I’m an intern for a company and we had a networking event.  I ended up at a table with this girl and a bunch of others.  We only exchanged pleasantries, but later I was standing alone and she came over to talk to me, and we chatted for a while, then others joined us.  I noticed her eye contact when talking tonight more than I normally do with people.  

At the end of the event, people were going to a bar, and I was thinking of going home, so was she.  Once I got outside, I went and stood next to her while queuing up my Uber when she asked if I was going to the bar.  I just felt like this was less of a “oh hey you going” and more of a “I hope you’re going” but again I’m notorious for having no clue about signs or not.

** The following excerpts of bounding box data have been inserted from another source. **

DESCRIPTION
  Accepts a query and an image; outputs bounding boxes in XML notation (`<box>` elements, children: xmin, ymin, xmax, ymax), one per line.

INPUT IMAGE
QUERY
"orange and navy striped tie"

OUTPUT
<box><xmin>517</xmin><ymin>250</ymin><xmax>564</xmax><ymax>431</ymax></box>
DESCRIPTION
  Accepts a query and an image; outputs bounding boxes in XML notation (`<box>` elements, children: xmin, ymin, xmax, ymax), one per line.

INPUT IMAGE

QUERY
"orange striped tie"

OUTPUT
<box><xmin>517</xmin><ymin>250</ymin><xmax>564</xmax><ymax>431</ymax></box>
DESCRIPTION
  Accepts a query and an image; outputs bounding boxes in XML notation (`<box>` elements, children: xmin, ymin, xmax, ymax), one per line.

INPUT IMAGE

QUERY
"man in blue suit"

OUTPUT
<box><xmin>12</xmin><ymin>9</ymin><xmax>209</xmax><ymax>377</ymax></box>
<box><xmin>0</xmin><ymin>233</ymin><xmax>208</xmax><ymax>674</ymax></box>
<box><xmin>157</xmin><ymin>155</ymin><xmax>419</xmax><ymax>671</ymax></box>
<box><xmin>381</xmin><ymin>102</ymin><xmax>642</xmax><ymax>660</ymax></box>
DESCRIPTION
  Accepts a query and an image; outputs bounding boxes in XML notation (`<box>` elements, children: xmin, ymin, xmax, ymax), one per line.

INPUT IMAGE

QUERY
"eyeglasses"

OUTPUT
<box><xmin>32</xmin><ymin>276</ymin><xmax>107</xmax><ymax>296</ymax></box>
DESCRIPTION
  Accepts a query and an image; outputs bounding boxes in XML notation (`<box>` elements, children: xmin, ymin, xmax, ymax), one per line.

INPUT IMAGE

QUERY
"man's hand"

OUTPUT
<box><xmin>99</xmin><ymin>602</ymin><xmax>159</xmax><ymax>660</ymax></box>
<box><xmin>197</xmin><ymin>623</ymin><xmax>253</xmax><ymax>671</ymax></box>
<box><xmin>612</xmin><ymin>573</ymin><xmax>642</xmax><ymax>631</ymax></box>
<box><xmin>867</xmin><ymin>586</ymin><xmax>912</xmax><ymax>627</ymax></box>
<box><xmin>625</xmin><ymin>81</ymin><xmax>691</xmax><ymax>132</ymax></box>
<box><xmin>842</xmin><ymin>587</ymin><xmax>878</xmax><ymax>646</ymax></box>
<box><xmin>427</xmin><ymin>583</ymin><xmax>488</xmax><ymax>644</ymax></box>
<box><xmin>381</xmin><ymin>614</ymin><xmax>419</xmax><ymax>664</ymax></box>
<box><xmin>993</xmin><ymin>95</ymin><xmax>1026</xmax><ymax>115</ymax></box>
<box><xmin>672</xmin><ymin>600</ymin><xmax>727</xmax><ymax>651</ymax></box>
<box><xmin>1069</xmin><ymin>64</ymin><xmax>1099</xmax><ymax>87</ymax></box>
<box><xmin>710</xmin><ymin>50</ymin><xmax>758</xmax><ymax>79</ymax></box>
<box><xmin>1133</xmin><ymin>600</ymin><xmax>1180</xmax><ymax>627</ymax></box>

We ended up walking alone because the other person decided not to go.  We talked for 20 minutes to the bar and had a really good conversation.  She seemed to laugh pretty hard at things I said that I didn’t think were particularly funny.  We were at the same table with others at the bar, and talked together with her friend.  We all left at the same time, and I walked pretty far ahead of her and her friend toward the exit because I didn’t wanna just linger around her and her friend in case it seemed weird or like I was overly interested lol. When I looked back (the bar was very big) her friend was nowhere to be seen but she was coming to the door (in my mind she was walking decently fast but idk if I’m just hoping that lol).  My gut was she would’ve walked with her friend or waited for her unless she wanted to talk to me (she also hadn’t requested her Uber yet).  Then her friend came out a minute later and we all waited for our rides together.

Anyway, we’re also getting lunch next week with an executive at the firm.  He asked her to find some other interns to go along, and I know him and she was very excited about it and mentioned it multiple times that she wanted me to go.

My gut really tells me she has some interest in me.  I’m a very confident person professionally but not really in the attraction dept.  these interactions felt different from girls who I know aren’t interested in me or who simply chat and I overthink it.  I guess maybe I should trust me gut, but how?  Just keep interacting with her and see how things go?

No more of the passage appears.